The group I met with this week is the steering committee of the Cooperative Congregational Studies Partnership (CCSP). This is the interfaith group of scholars that coordinates the Faith Communities Today (FACT) series of survey projects which is the largest research enterprise in America that focuses on local religious groups. I serve as executive secretary of CCSP.
The last two years we have focused on the 16 percent of congregations in America (among all religions) where 21 percent or more of the congregation is 18 to 34 years of age. Only 16 percent (one in six) of congregations have a significant number of young adults who attend, which means that five out of six do not. Some have no one at all under 50 years of age. Religion is "aging out" in many places in this country.
We have gathered a dozen case studies where a researcher takes a careful, close-up look at one of these congregations.

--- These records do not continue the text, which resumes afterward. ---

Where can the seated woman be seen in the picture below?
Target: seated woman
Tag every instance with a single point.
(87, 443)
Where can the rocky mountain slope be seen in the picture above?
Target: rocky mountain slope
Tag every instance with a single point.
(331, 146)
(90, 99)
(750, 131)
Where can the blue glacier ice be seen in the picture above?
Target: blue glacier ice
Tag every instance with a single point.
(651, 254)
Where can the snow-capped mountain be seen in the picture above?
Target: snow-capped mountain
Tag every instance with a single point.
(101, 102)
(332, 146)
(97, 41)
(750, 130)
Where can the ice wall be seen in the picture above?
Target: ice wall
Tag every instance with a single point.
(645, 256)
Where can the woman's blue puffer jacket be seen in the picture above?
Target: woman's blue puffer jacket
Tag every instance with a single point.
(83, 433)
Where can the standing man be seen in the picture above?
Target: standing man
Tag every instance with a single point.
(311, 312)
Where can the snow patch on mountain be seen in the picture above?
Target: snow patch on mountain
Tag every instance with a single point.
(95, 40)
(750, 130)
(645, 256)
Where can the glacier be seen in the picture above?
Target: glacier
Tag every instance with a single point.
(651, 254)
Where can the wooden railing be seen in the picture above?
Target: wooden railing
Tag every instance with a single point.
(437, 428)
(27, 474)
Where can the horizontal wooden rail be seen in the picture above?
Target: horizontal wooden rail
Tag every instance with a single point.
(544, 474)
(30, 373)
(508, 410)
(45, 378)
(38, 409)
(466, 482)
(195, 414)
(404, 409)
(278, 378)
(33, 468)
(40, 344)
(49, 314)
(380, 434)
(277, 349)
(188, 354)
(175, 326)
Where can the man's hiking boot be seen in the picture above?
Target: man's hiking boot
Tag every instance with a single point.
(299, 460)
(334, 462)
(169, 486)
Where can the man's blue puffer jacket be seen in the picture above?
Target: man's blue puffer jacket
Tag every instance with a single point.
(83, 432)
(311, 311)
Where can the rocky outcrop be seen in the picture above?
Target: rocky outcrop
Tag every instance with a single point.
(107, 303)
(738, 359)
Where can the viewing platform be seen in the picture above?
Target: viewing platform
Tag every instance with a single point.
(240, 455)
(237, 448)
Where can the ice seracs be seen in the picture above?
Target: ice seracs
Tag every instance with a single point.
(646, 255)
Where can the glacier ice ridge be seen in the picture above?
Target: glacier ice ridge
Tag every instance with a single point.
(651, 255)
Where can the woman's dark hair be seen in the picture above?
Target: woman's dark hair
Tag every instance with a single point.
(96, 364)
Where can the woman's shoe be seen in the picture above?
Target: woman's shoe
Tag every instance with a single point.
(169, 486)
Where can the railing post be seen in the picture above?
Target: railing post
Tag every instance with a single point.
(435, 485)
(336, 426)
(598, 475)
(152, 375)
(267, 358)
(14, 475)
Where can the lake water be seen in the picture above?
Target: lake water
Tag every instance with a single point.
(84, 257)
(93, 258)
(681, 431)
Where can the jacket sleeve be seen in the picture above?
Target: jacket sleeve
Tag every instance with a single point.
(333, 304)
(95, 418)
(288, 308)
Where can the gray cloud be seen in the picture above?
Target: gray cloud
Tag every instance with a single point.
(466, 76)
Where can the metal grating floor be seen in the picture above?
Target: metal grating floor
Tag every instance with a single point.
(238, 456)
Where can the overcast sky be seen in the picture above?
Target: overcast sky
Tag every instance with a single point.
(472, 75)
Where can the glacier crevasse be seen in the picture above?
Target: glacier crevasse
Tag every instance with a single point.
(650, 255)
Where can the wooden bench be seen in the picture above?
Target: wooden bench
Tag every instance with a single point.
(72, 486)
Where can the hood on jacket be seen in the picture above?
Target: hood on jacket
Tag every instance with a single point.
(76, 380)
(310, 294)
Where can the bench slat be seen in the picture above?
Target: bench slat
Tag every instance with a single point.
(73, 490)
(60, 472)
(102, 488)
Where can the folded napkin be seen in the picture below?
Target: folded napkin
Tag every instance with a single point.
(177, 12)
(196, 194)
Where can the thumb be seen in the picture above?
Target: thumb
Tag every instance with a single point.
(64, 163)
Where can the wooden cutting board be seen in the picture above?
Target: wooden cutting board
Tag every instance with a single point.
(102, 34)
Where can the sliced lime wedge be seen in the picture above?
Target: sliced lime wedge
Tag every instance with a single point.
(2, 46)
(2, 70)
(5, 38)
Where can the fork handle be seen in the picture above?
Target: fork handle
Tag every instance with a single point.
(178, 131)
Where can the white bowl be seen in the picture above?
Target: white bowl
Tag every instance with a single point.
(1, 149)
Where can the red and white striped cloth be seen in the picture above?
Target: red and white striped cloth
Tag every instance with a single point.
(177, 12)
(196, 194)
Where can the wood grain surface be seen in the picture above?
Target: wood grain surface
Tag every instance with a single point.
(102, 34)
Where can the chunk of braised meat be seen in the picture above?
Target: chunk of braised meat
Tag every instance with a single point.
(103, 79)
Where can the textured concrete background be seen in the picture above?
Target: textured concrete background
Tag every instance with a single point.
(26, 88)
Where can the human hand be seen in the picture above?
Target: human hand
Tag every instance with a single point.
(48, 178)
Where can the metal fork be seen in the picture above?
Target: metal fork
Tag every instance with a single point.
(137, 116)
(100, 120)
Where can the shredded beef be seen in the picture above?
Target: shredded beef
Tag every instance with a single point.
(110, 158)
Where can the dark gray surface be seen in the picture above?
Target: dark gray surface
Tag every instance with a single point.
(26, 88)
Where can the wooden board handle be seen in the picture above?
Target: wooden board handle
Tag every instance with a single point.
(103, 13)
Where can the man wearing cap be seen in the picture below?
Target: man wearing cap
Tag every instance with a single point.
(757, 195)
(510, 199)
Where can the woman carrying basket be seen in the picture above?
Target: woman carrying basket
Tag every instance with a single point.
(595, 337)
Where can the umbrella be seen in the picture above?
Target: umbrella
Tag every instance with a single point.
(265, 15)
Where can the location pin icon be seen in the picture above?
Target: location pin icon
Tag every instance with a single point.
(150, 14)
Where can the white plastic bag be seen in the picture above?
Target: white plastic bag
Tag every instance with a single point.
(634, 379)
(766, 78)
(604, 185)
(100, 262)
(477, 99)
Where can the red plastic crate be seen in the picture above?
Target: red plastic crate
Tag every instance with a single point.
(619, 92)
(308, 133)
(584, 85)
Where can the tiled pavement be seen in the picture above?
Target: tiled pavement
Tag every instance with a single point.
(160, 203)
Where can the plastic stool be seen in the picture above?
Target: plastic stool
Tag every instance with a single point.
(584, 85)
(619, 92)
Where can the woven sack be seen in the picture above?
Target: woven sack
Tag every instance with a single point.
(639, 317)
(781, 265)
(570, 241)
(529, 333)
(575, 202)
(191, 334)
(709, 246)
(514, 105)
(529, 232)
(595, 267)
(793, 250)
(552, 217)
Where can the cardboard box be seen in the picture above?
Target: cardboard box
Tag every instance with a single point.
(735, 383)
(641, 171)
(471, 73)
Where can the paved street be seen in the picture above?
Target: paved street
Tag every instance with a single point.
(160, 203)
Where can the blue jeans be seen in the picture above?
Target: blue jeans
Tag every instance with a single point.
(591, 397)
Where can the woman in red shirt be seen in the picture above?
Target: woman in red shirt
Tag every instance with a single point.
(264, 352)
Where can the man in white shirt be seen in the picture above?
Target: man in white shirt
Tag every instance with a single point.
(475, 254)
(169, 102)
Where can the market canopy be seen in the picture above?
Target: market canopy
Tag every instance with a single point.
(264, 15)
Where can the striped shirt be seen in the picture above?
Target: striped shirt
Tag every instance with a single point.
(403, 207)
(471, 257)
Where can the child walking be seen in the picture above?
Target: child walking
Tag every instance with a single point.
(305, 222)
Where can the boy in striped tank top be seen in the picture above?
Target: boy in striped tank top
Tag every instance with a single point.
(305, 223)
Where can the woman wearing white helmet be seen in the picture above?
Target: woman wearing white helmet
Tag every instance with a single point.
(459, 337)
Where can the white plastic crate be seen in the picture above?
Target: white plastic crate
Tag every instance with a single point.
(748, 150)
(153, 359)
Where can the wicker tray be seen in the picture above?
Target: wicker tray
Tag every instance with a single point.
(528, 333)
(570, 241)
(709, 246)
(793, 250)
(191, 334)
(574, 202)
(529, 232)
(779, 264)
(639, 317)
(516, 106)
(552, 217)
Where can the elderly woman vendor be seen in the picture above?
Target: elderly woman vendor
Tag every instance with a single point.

Together with the general survey data that identified and profiled the 16 percent, a review of the previous research on this topic and a summary of what leaders of congregations can export from these case studies and use in their own group, these dozen case studies will be published in both eBook and paperback formats as soon as I can make the arrangements with a publishing organization.
The FACT 2015 survey will include a panel of new questions designed to dig deeper into this topic. We talked about what questions to ask and if you have some questions you would like to see included, please let me know in the next few weeks. The questionnaire will be finalized by early summer.
You can see most of the papers here. One or two will be added in the near future and some more editing done before they are pulbished.
As the discussions went on and I had some time to meditate on them, it became clear to me that the real question is not if but how; not if the new generation of young adults will sustain religious congregations, but how they will change the nature of religious life in such gatherings/groups. Despite the growing numbers of young adults who say that they do not identify with any organized religion, they express considerable interest in spirituality.
Jesus Christ once observed that new wine splits holes in old wineskins, that to avoid spilling the new wine on the ground and losing it, one must provide new wineskins. My hunch is that this is the precise thing that is happening in our time.
The next event where I will have opportunity to address this topic is on February 15 at Loma Linda University. At 3 p.m. that day a panel of young adults will share their faith journeys in an event cosponsred by the Adventist Today Foundation and the School of Religion at Loma Linda University.